Jedediah Morse, the ‘Father of American Geography’ said the following about the importance of Christianity to education: “To the kindly influence of Christianity we owe that degree of civil freedom, and political and social happiness which mankind now enjoys. All efforts to destroy the foundations of our holy religion ultimately tend to the subversion also of our political freedom and happiness. Whenever the pillars of Christianity shall be overthrown, our present republican forms of government, and all the blessings which flow from them, must fall with them.”

John Witherspoon, another Founding Father and educator—trained one President, one Vice-President, three Supreme Court Justices, ten Cabinet members, twelve Governors, sixty Congressmen, and others, while serving as President of Princeton University.

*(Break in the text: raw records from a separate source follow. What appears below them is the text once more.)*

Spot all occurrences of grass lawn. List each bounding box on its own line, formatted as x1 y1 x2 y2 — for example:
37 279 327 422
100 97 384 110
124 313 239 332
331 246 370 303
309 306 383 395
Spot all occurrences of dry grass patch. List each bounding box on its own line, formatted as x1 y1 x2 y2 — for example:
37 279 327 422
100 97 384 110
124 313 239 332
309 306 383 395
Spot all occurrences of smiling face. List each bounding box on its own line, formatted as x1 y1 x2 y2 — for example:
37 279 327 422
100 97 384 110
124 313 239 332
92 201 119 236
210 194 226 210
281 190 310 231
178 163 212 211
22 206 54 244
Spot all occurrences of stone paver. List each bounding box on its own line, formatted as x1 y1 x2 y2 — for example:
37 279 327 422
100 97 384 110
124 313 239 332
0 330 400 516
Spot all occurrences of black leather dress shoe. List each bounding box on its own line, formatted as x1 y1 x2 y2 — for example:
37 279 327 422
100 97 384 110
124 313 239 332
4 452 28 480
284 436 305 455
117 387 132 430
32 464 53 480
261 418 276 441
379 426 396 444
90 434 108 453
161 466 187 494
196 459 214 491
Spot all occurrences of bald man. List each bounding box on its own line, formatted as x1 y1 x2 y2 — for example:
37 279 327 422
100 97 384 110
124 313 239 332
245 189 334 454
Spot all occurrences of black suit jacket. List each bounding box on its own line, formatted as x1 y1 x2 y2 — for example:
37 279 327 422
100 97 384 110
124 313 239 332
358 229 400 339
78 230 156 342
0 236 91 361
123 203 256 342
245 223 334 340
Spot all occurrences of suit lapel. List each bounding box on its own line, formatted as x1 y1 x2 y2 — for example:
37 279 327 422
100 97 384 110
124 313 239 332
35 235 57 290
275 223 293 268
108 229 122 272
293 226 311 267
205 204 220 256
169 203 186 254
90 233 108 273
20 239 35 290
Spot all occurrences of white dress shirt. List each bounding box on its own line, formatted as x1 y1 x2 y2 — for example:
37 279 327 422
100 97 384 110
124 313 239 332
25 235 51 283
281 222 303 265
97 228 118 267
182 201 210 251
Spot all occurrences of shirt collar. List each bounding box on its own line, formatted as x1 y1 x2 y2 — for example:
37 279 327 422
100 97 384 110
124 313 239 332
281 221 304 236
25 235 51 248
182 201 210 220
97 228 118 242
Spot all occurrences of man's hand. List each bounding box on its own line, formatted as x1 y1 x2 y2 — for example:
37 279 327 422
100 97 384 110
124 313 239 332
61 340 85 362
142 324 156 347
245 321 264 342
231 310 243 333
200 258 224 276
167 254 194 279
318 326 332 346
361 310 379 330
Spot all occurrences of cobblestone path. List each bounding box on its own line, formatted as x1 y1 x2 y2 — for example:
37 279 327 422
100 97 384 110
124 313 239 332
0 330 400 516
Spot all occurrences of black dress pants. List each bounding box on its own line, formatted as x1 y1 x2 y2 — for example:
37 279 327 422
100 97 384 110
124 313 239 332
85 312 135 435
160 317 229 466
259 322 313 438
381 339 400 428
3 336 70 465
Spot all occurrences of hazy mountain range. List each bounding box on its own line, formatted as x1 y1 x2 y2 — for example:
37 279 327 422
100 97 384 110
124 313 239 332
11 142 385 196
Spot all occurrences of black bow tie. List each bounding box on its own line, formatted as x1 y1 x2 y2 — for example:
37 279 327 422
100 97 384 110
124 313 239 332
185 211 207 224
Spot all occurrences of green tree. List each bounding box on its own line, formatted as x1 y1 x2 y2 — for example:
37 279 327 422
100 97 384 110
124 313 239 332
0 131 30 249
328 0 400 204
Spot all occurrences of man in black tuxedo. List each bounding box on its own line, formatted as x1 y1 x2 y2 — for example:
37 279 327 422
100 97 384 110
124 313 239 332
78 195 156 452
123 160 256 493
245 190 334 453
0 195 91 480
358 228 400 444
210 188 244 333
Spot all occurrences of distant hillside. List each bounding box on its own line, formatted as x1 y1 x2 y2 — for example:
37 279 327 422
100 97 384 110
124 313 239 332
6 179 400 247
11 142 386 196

The following is what he had to say about mixing politics and Christianity: “It is in the man of piety and inward principle, that we may expect to find the uncorrupted patriot, the useful citizen, and the invincible soldier. God grant that in America true religion and civil liberty may be inseparable and that the unjust attempts to destroy the one, may in the issue tend to the support and establishment of both.” Witherspoon also said, “What follows from this? That he is the best friend to American liberty, who is most sincere and active in promoting true and undefiled religion, and who sets himself with the greatest firmness to bear down profanity and immorality of every kind. Whoever is an avowed enemy of God, I scruple (hesitate) not to call him an enemy to his country.”

Alexander Hamilton, who literally wrote much of George Washington’s Farewell Address, believed that religion and morality were indispensable supports to political prosperity. Hamilton penned these words: “In vain would that man claim the tribute of patriotism, who should labor to subvert these great pillars of human happiness (religion and morality).” Who that is a sincere friend to it can look with indifference upon attempts to shake the foundation of the fabric?”

In summary, the phrase ‘separation of church and state’ does not appear in either the U.S. Constitution, or the Bill of Rights, however the phrase has been severely misused in our courts over the past 50 years, ever since the 1962 case of ‘Engel vs. Vitale’ which declared voluntary non-denominational prayer in schools to be unconstitutional.

Abraham Lincoln once stated that America was “a nation under God”—but that is increasingly in question today as apostasy seems to be increasingly prevalent in all three branches of our American government, our American educational system, and in a larger percentage of our American citizenry with each passing year. For multiple examples of apostasy in America, and the world—a person needs to look no further than to read the daily news articles posted on the Rapture Ready internet website.

American citizens dare not ignore or fail to heed the warnings of our Founding Fathers any longer. ‘We the People’ need to take bold and immediate steps to reverse apostasy and the practice of ‘separation of church and state’ as found within our government. If we do not heed the warnings by our visionary founders—then we face dire consequences in our effort to preserve our nation much further into the future, a nation with freedom and liberties established by Almighty God and our Founding Fathers beginning in 1776.